4.                      En résumé, c'est à juste titre et sans excéder son pouvoir d'appréciation que l'autorité intimée a révoqué l'autorisation de séjour du recourant et prononcé son renvoi.

5.                      Les considérants qui précèdent conduisent au rejet (sans échange d'écritures) du recours selon la procédure simplifiée prévue à l'art. 82 de la loi du 28 octobre 2008 sur la procédure administrative (LPA-VD; RSV 173.36) et à la confirmation de la décision attaquée. L'autorité intimée impartira un nouveau délai de départ au recourant. Les frais de procédure sont laissés à charge de l'Etat et il n'y pas lieu d'allouer des dépens (art. 50 et 55 LPA-VD).

 

 

Par ces motifs
la Cour de droit administratif et public

du Tribunal cantonal
arrête:

I.                       Le recours est rejeté.

II.                      La décision du Service de la population du 10 janvier 2017 est confirmée.

III.                    Il n'est perçu d'émolument, ni n'est alloué de dépens.

Lausanne, le 4 juillet 2017

 

Le président:                                                                                            La greffière:


                                                                                                                 

Le présent arrêt est communiqué aux destinataires de l'avis d'envoi ci-joint, ainsi qu'au Secrétariat d'Etat aux migrations (SEM).

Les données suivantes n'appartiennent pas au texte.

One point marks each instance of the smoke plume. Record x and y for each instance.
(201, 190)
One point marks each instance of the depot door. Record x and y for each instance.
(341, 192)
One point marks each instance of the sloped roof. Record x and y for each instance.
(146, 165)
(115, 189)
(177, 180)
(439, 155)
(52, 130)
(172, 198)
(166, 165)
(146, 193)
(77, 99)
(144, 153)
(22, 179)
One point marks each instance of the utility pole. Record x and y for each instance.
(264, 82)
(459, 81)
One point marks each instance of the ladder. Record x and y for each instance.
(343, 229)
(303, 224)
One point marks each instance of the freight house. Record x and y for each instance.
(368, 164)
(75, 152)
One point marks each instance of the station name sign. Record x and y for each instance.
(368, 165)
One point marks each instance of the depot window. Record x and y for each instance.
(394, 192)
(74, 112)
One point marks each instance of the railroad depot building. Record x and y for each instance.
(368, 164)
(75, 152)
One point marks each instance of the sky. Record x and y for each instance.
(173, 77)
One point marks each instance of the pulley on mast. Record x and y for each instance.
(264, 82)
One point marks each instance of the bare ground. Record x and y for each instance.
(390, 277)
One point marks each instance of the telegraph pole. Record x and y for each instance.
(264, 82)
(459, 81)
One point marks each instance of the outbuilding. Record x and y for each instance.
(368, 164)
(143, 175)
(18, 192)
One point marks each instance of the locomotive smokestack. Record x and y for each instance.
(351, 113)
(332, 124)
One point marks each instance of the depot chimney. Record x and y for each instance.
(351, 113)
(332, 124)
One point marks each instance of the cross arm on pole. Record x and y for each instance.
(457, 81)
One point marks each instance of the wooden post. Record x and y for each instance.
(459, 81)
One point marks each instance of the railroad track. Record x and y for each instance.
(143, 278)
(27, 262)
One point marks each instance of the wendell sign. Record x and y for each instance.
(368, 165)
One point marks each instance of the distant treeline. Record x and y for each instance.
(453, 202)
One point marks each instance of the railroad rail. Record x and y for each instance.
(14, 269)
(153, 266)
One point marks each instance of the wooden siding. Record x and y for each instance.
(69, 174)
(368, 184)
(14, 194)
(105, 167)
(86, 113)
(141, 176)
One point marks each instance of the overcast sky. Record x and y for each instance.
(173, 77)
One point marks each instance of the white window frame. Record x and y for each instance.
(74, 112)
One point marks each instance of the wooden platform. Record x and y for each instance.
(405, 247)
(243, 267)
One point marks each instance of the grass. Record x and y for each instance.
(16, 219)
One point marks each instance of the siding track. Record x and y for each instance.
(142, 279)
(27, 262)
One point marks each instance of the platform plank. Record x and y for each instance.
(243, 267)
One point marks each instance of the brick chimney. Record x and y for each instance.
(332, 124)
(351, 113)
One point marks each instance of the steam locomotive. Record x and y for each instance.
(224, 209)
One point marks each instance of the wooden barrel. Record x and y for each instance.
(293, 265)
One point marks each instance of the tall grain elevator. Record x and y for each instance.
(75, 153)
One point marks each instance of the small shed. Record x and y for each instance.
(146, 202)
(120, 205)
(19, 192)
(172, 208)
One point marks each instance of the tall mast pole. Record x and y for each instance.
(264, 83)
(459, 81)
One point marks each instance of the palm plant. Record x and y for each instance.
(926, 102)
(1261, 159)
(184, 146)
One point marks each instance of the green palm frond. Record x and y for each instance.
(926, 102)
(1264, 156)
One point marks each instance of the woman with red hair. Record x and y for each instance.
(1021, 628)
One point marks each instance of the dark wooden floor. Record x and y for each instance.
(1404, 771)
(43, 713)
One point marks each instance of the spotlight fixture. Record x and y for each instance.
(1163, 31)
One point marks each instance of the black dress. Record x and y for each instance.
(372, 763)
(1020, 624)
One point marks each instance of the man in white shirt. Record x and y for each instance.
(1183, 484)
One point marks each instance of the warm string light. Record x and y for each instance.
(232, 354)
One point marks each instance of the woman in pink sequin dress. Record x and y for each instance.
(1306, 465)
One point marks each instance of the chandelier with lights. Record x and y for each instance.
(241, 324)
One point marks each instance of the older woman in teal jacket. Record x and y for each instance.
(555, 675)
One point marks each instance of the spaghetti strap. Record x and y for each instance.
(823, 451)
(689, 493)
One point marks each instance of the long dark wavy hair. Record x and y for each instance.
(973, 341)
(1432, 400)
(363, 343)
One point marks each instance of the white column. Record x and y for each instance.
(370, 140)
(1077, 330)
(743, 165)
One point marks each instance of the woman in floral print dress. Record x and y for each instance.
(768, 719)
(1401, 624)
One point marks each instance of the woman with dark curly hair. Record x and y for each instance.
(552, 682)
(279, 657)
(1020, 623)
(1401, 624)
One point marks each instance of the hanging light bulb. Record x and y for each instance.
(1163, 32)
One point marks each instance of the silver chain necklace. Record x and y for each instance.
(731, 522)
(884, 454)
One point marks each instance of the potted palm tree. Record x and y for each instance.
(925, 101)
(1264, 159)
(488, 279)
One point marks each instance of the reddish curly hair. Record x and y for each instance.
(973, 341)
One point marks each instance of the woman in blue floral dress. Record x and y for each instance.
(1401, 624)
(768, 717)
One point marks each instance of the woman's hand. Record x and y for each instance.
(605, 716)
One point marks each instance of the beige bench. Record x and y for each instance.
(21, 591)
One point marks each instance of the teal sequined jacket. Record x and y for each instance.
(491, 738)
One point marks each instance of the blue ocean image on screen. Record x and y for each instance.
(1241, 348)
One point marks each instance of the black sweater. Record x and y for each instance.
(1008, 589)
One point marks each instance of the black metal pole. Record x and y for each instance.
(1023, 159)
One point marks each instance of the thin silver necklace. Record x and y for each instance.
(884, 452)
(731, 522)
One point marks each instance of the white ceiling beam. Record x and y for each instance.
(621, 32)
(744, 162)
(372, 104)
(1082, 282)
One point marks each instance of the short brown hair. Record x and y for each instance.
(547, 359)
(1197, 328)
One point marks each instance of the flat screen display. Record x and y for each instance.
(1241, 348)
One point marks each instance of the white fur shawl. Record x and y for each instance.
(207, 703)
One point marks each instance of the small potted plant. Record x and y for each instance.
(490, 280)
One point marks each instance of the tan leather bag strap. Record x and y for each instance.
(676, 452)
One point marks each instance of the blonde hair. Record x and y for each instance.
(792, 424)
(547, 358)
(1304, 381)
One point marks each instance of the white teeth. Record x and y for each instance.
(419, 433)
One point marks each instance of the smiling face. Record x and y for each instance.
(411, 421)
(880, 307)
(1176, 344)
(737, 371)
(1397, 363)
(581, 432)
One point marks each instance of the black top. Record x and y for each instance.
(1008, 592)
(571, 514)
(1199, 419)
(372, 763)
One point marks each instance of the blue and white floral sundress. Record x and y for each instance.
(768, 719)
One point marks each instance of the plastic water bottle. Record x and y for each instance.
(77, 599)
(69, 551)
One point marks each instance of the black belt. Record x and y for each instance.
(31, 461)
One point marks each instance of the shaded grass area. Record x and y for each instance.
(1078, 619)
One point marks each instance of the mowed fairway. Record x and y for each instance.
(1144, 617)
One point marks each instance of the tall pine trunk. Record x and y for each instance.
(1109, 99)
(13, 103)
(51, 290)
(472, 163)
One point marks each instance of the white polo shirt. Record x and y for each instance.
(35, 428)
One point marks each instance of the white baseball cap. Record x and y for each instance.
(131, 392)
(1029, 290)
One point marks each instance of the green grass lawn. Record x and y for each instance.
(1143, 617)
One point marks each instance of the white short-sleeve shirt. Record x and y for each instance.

Il peut faire l'objet, dans les trente jours suivant sa notification, d'un recours au Tribunal fédéral. Le recours en matière de droit public s'exerce aux conditions des articles 82 ss de la loi du 17 juin 2005 sur le Tribunal fédéral (LTF - RS 173.110), le recours constitutionnel subsidiaire à celles des articles 113 ss LTF. Le mémoire de recours doit être rédigé dans une langue officielle, indiquer les conclusions, les motifs et les moyens de preuve, et être signé. Les motifs doivent exposer succinctement en quoi l’acte attaqué viole le droit. Les pièces invoquées comme moyens de preuve doivent être jointes au mémoire, pour autant qu’elles soient en mains de la partie; il en va de même de la décision attaquée.